I just tried o3-mini
Based on The PrimeTime's video on YouTube. If you like this content, support the original creators by watching, liking and subscribing to their content.
o3-mini showed faster response times in this test, often landing in about 5–10 seconds versus ~30 seconds for o1 mini.
Briefing
o3-mini delivers a noticeable speed boost for coding tasks—often returning responses in roughly 5 to 10 seconds versus around 30 seconds with o1 mini—but it doesn’t amount to a fundamental leap in programming capability. After roughly an hour and a half building a small Go-based plugin that counts “ones” and “twos” in chat and displays results on a web page via WebSockets, the model produced working code quickly. The output wasn’t “good code” by the builder’s standards, yet it was impressive that it could generate an end-to-end feature set from scratch.

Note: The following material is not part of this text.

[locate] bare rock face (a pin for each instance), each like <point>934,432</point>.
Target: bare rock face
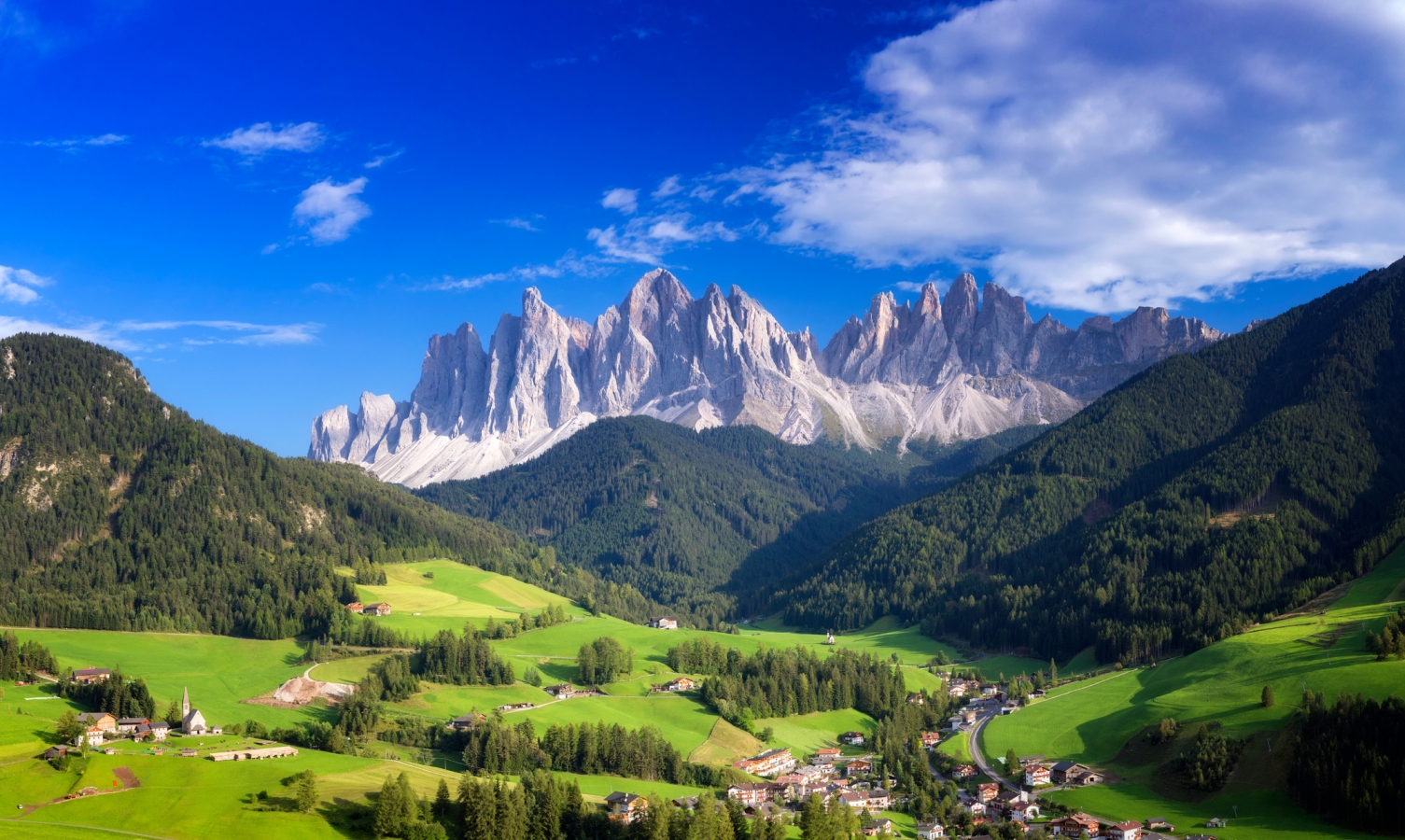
<point>953,369</point>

Where the experience felt less revolutionary was in usability and correctness under real interaction constraints. The voting mechanism—where one user could cast multiple votes—required careful handling to land updates in the right place. The builder found that the model missed some basic usability fundamentals, and the resulting implementation needed steering. The project also highlighted how much of the work still depends on solid engineering judgment: the system used Go for the backend, inline HTML and JavaScript for the frontend, and relied on global variables and stringified JavaScript. Seeing the generated code made it clear that programming knowledge is still the difference between “getting something working” and building something maintainable.

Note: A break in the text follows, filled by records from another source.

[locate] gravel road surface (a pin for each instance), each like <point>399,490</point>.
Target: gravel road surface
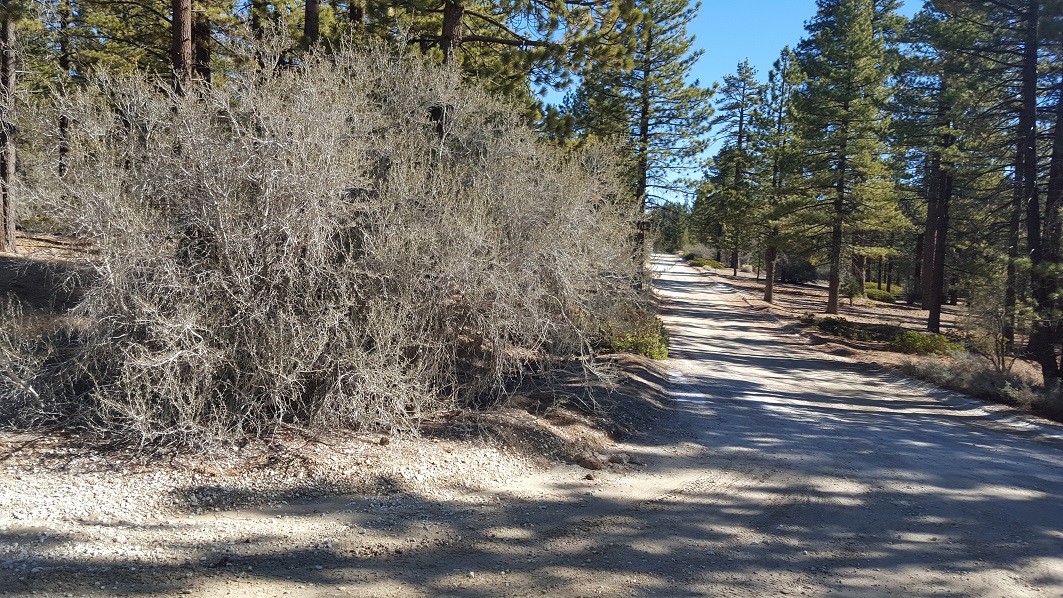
<point>778,471</point>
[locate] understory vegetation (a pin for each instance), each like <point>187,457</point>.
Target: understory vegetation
<point>358,242</point>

The builder’s broader takeaway is that hype cycles are likely overselling the practical impact. While o3-mini felt faster, there wasn’t a clear “new iteration” in day-to-day programming effectiveness. Comparisons to Claude (including a Claude experience that felt “pretty much the same”) reinforced the sense that improvements are incremental rather than transformative—especially for small, isolated “feature islands” like a 300-line plugin. Scaling to much larger systems (features that can run 10,000–20,000 lines within a broader ecosystem) remains an open question, since the testbed was too small to judge how well the model handles complex, extensible architecture.

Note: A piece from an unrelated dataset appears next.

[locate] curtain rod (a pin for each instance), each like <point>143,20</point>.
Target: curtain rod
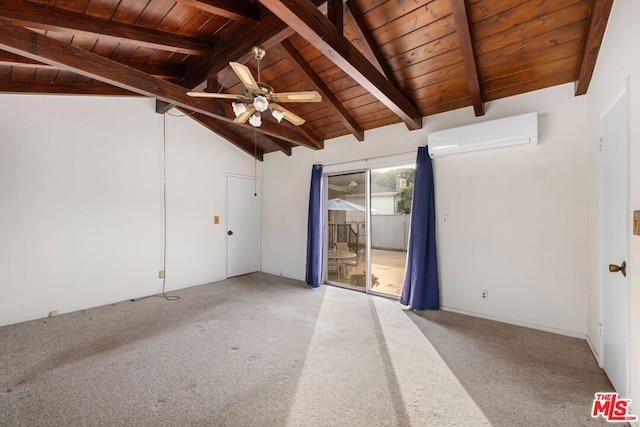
<point>370,158</point>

Despite the lack of a step-change, the builder argues that experience matters more, not less. Faster code generation increases the need to understand how changes affect the whole codebase, where stress points emerge, and how to refactor toward extensibility. Without that background, it’s easy to introduce expensive technical debt that only becomes obvious later. The practical conclusion: don’t assume the world is ending or that job loss is imminent purely because models generate code faster.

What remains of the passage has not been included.